The getChatSocket call:

import config from "../config";
import ReconnectingWebSocket from 'reconnecting-websocket';


export const useMessagesWs = () => {
    const path = config.baseWs + '/inbox/'

    const getChatSocket = (inboxId?:string)=>{
        return new WebSocket(path + inboxId + '/')
        // return new WebSocket(path)
        // return new ReconnectingWebSocket(path + inboxId + '/')
    }

    return {
        getChatSocket
    }

}

Thanks!

Ok, I think this helps get us closer. I’ve got two thoughts in mind as to what it might be.

Idea 1 - It is an nginx configuration issue, in that it’s not forwarding a header that it’s supposed to forward.

Idea 2 - It’s an app configuration issue in that what is being forwarded through by nginx is not what the app is configured to expect.

I can think of a couple ways to help diagnose this. The first is to remove one or more of the AllowedHostsOriginValidator, AuthMiddlewareStack, and JWTAuthMiddleware from the router. Again, the idea is to make changes to help isolate the issue.

You can remove them all to see if the sockets can be established without them involved. If you can, then finding out which one is causing the problem can help identify the solution.

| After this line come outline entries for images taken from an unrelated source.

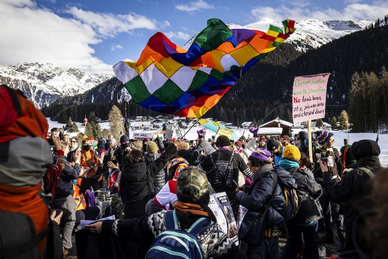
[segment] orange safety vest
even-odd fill
[[[73,198],[74,199],[76,202],[76,211],[78,211],[86,209],[86,201],[85,199],[83,194],[82,193],[81,189],[80,188],[82,178],[79,178],[76,180],[77,181],[77,184],[75,184],[74,182],[73,182],[73,188],[74,191],[73,193],[72,196]]]
[[[93,148],[91,148],[88,151],[82,150],[82,153],[81,153],[81,164],[80,165],[83,166],[83,167],[85,168],[87,167],[88,160],[90,160],[94,162],[96,164],[96,167],[94,169],[91,170],[89,171],[89,172],[88,173],[87,176],[94,176],[96,174],[96,172],[97,172],[98,158],[97,158],[97,156],[96,156],[96,154],[95,154],[94,149]]]

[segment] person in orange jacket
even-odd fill
[[[98,159],[94,149],[90,145],[90,140],[84,138],[82,140],[82,154],[81,154],[81,165],[86,171],[86,175],[91,176],[96,174],[98,166]]]

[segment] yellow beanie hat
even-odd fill
[[[283,150],[283,158],[293,158],[296,160],[300,159],[300,151],[296,146],[288,145],[284,147]]]

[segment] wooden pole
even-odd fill
[[[189,131],[190,131],[190,130],[191,130],[191,129],[192,129],[192,128],[193,127],[194,127],[194,125],[195,125],[195,124],[197,124],[197,122],[198,122],[198,121],[199,121],[199,119],[197,119],[196,121],[195,121],[195,122],[194,122],[194,123],[193,123],[193,125],[192,125],[192,126],[190,127],[190,129],[189,129],[187,130],[187,131],[186,131],[186,133],[185,133],[185,134],[184,134],[184,135],[183,135],[183,136],[182,136],[182,139],[183,139],[183,137],[184,137],[185,136],[186,136],[186,134],[187,134],[187,133],[189,132]]]
[[[311,121],[307,121],[307,127],[308,134],[308,156],[310,161],[312,162],[312,140],[311,139]]]

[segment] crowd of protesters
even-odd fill
[[[44,115],[20,93],[3,89],[1,105],[11,112],[0,121],[0,258],[66,256],[72,235],[80,258],[176,256],[174,247],[155,246],[171,224],[181,235],[193,234],[204,258],[319,258],[319,243],[337,237],[333,258],[385,257],[388,171],[376,141],[339,151],[330,132],[311,140],[304,131],[267,139],[253,127],[252,138],[235,142],[207,140],[204,129],[192,140],[163,140],[159,132],[151,140],[123,135],[117,143],[112,136],[78,139],[55,128],[47,136]],[[316,144],[311,156],[309,141]],[[122,217],[81,229],[82,220],[99,218],[92,200],[105,181],[122,203]],[[291,217],[285,186],[297,197]],[[241,205],[263,214],[259,243],[240,240],[248,244],[242,250],[223,232],[208,206],[210,194],[221,192],[235,218]]]

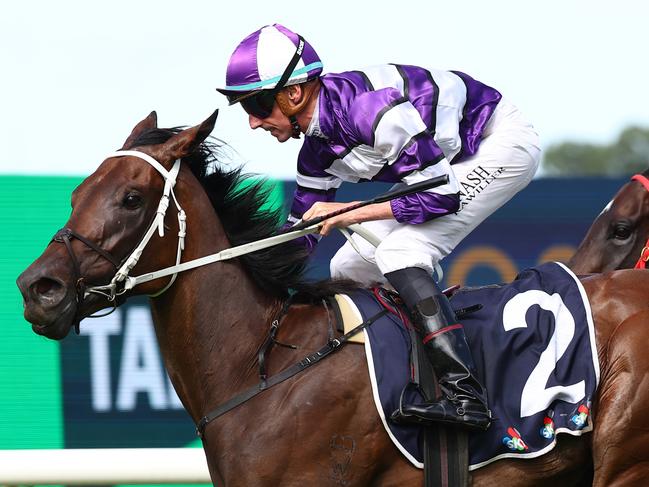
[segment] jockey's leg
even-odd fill
[[[490,413],[475,376],[464,329],[432,278],[446,257],[485,218],[532,179],[540,158],[538,136],[518,110],[501,102],[475,156],[453,165],[461,184],[458,213],[396,227],[375,252],[376,264],[418,318],[419,330],[444,397],[410,406],[411,419],[458,422],[484,429]],[[453,283],[449,283],[453,284]]]
[[[362,225],[382,240],[400,224],[396,220],[381,220],[365,222]],[[360,250],[360,254],[349,242],[346,242],[331,259],[331,277],[352,279],[362,286],[385,284],[385,277],[374,260],[376,247],[357,234],[353,234],[352,239]]]
[[[435,402],[404,405],[395,420],[443,421],[485,430],[491,423],[486,391],[476,378],[473,357],[448,299],[431,275],[409,267],[386,277],[405,301],[435,369],[443,396]]]

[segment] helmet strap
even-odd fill
[[[291,128],[293,129],[291,137],[293,137],[294,139],[299,139],[302,130],[300,129],[300,124],[297,123],[297,118],[295,117],[295,115],[290,115],[288,117],[288,120],[291,122]]]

The other way to try and diagnose this would be to use wireshark or tcpdump to perform a network capture between nginx and Daphne in your production environment, and compare it to a capture done in front of your development environment. It would also be instructive to do a capture in front of nginx, but for that to be useful, you would need to enable http so that the packets being captured aren’t encrypted.

Thanks @KenWhitesell,

I will definitely try that and get back if it works or not.

Thanks!

Hi @KenWhitesell ,

I hope you are doing well.

I have done some troubleshooting and got what was Nginx was sending to the app:

{
    'type': 'websocket', 
    'path': '/ws/inbox/948252324-169626-QvepuQVR2z9odML8joreJT/', 
    'raw_path': b'/ws/inbox/948252324-169626-QvepuQVR2z9odML8joreJT/', 
    'headers': [
        (b'upgrade', b'websocket'), 
        (b'connection', b'Upgrade'), 
        (b'host', b'domain.tld'), 
        (b'x-real-ip', b'2601::'), 
        (b'x-forwarded-for', b'2601::, 2601::'), 
        (b'x-forwarded-host', b'domain.tld'), 
        (b'accept-encoding', b'gzip'), 
        (b'cf-ray', b'xxx'), 
        (b'x-forwarded-proto', b'https'), 
        (b'cf-visitor', b'{"scheme":"https"}'), 
        (b'pragma', b'no-cache'), 
        (b'cache-control', b'no-cache'), 
        (b'user-agent', b'Mozilla/5.0 (iPhone; CPU iPhone OS 16_6 like Mac OS X) AppleWebKit/605.1.15 (KHTML, like Gecko) Version/16.6 Mobile/15E148 Safari/604.1'), 
        (b'accept-language', b'en-US,en;q=0.6'), 
        (b'origin', b'https://domain.tld'), 
        (b'sec-websocket-version', b'13'), 
        (
            b'cookie', 
            b'frontSessionId=bSvRqnio4E1czNmVSm1uGE; 
            deviceId=; 
            token=xxx; 
            refreshToken=xxx'
        ), 
        (b'sec-websocket-key', b'6fvSmel4+8zrJ1JtuI3Wpw=='), 
        (b'sec-websocket-extensions', b'permessage-deflate; client_max_window_bits'), 
        (b'cf-connecting-ip', b'2601::'), 
        (b'cdn-loop', b'cloudflare'), 
        (b'cf-ipcountry', b'US')
    ], 
    'query_string': b'', 
    'client': ['**192.168.112.1**', 41550], 
    'server': ['**192.168.112.5**', 8003], 
    'subprotocols': [], 
    'asgi': {'version': '3.0'}, 
    'cookies': 
        {
            'frontSessionId': 'bSvRqnio4E1czNmVSm1uGE', 
            'deviceId': '', 
            'token': 'xxx', 
            'refreshToken': 'xxx'
    }, 
    'session': <django.utils.functional.LazyObject object at 0xffffa0ed83d0>, 
    'user': <channels.auth.UserLazyObject object at 0xffffa0ed8520>
}

The client and server’s IPs are different. Could that be an issue?

What do you mean “different”. I would hope that the client and server had different addresses.